Label the axis properly
Solution
import matplotlib.pyplot as plt
#Plotting boxplot
ax = df_dropped.boxplot('math.score', by='test.preparation.course')
ax.grid(alpha = 0.25)
# Don't forget to add the labels for clarity!
plt.suptitle('')
plt.title('Boxplot of Math Scores grouped by Test Prep Course Completion')
plt.ylabel('Math Scores')
plt.xlabel('Test Prep Course Completion status')
plt.tight_layout()
plt.show()
Interpreting the results
It seems that completing the test preperatiion course helped only a little bit in increasing math scores.
You can see this by the differing means. But the difference is very small.
Maybe the test preparation course might not be working as effectively as we thought!
More statistical testing needs to be done (a simple t-test might be suitable)
You can try to familiarise yourself by changing the code so as to plot the different test scores!
9.3 Scatterplot
Now that you know that the test preparation course does not really help students increase their scores.
Maybe it is possible to help someone on another test depending on how they are doing with the other tests.
Exercise 3 Scatterplot
Solution
# Init subplots
fig, ax = plt.subplots(ncols = 3, figsize = (10,5))
# Plotting Reading Score vs Writing
df_dropped.plot("reading.score", "writing.score", kind = 'scatter', ax = ax[0])
ax[0].set_xlabel('reading score')
ax[0].set_ylabel('writing score')
ax[0].set_title('writing vs reading')
df_dropped.plot("reading.score", "math.score", kind = 'scatter', ax = ax[1])
ax[1].set_xlabel('reading score')
ax[1].set_ylabel('math score')
ax[1].set_title('math vs reading')
df_dropped.plot("writing.score", "math.score", kind = 'scatter', ax = ax[2])

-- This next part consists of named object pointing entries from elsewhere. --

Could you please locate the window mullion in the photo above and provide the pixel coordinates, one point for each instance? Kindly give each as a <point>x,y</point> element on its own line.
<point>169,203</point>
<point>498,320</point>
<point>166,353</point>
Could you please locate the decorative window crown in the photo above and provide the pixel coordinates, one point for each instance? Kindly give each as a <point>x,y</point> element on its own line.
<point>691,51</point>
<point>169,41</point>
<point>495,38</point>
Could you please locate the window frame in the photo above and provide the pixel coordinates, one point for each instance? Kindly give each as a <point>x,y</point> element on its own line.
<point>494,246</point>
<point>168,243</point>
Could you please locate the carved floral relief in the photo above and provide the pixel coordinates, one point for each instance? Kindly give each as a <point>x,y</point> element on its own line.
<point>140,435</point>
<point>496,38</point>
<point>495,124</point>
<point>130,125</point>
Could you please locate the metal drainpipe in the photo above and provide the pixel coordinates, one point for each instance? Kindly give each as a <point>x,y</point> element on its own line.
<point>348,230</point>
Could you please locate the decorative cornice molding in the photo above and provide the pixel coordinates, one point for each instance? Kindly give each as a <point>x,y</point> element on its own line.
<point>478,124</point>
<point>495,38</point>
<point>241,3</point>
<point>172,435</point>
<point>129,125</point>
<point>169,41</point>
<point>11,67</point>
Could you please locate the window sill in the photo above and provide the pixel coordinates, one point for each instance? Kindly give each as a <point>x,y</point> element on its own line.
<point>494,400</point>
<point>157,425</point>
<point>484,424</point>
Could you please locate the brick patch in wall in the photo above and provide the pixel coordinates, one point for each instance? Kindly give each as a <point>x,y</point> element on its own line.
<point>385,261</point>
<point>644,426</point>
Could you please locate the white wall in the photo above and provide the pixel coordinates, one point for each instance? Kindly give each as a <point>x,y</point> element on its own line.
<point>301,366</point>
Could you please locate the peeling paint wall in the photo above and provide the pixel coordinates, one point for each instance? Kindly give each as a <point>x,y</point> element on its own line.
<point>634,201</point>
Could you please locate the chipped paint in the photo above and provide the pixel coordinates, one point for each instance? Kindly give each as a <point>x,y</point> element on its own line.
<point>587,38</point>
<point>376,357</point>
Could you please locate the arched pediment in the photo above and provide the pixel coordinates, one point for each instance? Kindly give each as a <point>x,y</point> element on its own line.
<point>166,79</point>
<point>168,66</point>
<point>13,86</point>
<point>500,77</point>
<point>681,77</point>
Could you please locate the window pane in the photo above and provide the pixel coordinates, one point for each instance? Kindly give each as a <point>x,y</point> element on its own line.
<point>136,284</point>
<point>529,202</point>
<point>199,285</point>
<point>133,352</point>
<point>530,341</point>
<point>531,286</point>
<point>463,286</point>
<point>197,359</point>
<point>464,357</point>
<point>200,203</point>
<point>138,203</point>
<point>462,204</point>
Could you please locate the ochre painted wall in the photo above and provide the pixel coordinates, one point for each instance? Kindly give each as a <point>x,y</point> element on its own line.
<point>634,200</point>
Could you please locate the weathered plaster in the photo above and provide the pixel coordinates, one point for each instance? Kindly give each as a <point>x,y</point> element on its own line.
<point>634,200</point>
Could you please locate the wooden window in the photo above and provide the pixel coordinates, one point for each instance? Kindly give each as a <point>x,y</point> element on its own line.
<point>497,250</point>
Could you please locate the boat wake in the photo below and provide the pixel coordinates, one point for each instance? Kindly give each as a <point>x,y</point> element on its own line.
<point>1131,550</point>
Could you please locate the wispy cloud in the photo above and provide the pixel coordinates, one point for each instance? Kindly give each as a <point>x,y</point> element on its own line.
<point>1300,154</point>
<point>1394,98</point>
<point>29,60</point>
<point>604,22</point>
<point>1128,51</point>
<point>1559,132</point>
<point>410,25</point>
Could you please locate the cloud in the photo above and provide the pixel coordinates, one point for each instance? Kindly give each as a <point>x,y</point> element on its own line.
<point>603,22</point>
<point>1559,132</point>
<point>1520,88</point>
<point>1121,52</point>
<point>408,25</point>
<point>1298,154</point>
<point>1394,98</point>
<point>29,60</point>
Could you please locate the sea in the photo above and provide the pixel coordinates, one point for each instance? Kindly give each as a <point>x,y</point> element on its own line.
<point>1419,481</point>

ax[2].set_xlabel('writing score')
ax[2].set_ylabel('math score')
ax[2].set_title('math vs writing')
# Don't forget to add the labels for clarity!
plt.tight_layout()
plt.show()
Interpreting the results
It seems if a student is struggling with any test, they are bound to struggle for the other tests as well!
Great! It seems that maybe you could (as a teacher) step in to give students extra guidance if they did not score that well for one test!
Just remember! This is all ASSOCIATION and not CAUSATION. It just so happens that in these students, if they tend to score badly for one test, they will score badly for the other tests!
With these information in mind, you are able to perhaps change the test preparation course materials to better help your students!
You are also able to identify at-risk students straight away from just one test, and could possibly help them score better for their other 2 tests!